A direct product decomposition approach for symmetry exploitation in many-body methods. I. Energy calculations

Abstract

An analysis of the matrix contractions involved in many‐body perturbation theory and coupled‐cluster calculations leads to a convenient strategy for exploiting point group symmetry, by which the number of floating point operations can be reduced by as much as a factor of h², where h is the order of the molecular point group. Contrary to a statement in the literature, the significant reduction in computation time realized in coupled‐cluster calculations which exploit symmetry is not due to nonlinearities in the equations. Rather, the savings of the fully vectorizable direct product decomposition (DPD) method outlined here is associated with individual (linear) contractions, and is therefore applicable to both linear and nonlinear coupled‐cluster models, as well as many body perturbation theory.
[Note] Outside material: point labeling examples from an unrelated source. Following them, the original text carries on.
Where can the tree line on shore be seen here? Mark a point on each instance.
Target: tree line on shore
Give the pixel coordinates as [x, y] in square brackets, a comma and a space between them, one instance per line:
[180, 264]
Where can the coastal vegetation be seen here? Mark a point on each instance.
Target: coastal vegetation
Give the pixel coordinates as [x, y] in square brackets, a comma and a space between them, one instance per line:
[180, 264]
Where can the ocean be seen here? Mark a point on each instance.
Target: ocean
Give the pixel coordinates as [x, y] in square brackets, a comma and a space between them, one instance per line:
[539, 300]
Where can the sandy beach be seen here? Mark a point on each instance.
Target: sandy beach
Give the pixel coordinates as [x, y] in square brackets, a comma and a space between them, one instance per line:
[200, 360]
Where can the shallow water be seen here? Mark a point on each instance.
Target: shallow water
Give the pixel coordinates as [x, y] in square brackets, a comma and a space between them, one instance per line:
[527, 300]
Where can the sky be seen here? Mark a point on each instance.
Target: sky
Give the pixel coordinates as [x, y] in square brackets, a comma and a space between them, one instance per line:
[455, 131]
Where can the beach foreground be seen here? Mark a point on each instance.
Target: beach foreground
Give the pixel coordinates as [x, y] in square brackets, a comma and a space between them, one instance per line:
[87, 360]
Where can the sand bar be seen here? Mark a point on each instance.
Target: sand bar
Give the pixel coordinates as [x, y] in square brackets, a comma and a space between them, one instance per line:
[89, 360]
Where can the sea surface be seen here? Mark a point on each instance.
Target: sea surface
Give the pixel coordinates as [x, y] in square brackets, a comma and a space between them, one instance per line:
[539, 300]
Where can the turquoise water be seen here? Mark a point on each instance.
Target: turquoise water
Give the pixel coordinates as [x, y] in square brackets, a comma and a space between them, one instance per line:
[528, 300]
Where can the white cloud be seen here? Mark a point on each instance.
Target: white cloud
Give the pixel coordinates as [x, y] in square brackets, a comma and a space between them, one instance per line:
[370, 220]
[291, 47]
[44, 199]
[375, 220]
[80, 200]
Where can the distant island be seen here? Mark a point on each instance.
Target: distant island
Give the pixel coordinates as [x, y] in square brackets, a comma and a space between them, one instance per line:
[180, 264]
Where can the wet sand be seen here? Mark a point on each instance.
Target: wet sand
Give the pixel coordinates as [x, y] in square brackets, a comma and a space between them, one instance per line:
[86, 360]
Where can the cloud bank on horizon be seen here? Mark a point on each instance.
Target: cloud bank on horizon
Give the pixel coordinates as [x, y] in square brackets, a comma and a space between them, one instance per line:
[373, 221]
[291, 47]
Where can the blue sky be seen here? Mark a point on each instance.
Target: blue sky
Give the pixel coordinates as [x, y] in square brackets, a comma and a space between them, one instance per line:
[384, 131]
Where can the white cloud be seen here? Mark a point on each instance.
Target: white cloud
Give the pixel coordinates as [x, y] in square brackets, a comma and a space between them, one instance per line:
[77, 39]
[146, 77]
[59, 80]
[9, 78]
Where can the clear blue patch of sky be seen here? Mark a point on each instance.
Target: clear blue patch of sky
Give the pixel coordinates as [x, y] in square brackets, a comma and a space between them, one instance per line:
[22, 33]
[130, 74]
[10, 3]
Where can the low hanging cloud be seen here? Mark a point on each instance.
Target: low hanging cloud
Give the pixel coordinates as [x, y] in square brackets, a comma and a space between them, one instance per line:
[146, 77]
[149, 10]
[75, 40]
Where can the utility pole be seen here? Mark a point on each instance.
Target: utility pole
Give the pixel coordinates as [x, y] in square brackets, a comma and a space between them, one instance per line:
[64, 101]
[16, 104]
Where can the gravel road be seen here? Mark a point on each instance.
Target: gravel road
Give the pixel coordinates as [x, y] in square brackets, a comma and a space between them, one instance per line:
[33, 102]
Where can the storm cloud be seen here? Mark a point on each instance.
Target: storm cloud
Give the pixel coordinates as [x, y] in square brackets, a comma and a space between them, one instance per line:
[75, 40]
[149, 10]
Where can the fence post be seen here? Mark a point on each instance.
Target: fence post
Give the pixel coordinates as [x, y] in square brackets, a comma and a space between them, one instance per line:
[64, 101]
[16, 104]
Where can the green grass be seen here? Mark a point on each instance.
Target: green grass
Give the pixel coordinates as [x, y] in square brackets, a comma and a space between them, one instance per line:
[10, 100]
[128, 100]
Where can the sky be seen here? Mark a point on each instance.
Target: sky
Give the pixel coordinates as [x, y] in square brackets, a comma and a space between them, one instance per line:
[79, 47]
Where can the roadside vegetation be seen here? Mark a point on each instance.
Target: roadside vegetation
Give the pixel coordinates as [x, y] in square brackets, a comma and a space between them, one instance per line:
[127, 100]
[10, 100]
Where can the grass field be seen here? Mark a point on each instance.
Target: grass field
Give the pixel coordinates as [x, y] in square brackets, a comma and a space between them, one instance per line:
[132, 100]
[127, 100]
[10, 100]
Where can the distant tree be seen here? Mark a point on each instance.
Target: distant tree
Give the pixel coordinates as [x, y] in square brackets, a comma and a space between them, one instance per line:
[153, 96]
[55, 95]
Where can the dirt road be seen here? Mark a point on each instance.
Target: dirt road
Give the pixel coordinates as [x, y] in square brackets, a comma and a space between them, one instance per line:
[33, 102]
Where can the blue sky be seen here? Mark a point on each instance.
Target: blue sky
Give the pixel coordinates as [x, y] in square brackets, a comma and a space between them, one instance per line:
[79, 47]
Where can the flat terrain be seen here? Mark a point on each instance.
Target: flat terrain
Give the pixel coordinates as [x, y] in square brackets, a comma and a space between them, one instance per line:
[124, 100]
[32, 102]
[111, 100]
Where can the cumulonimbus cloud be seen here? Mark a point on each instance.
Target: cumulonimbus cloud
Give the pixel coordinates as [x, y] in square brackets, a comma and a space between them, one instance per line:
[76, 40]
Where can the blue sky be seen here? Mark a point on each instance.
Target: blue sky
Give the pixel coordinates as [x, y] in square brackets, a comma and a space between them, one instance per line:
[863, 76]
In addition to the large reduction in floating point operations made possible by exploiting symmetry, core memory requirements are also reduced by a factor of ≊h². Implementation of the method for both open and closed shells is reported. Computer timings and hardware requirements are given for several representative chemical systems. Finally, the DPD method is applied to the calculation of the equilibrium geometry, totally symmetric harmonic force field and vertical ionization potentials of the cubane molecule at the coupled‐cluster singles and doubles (CCSD) level.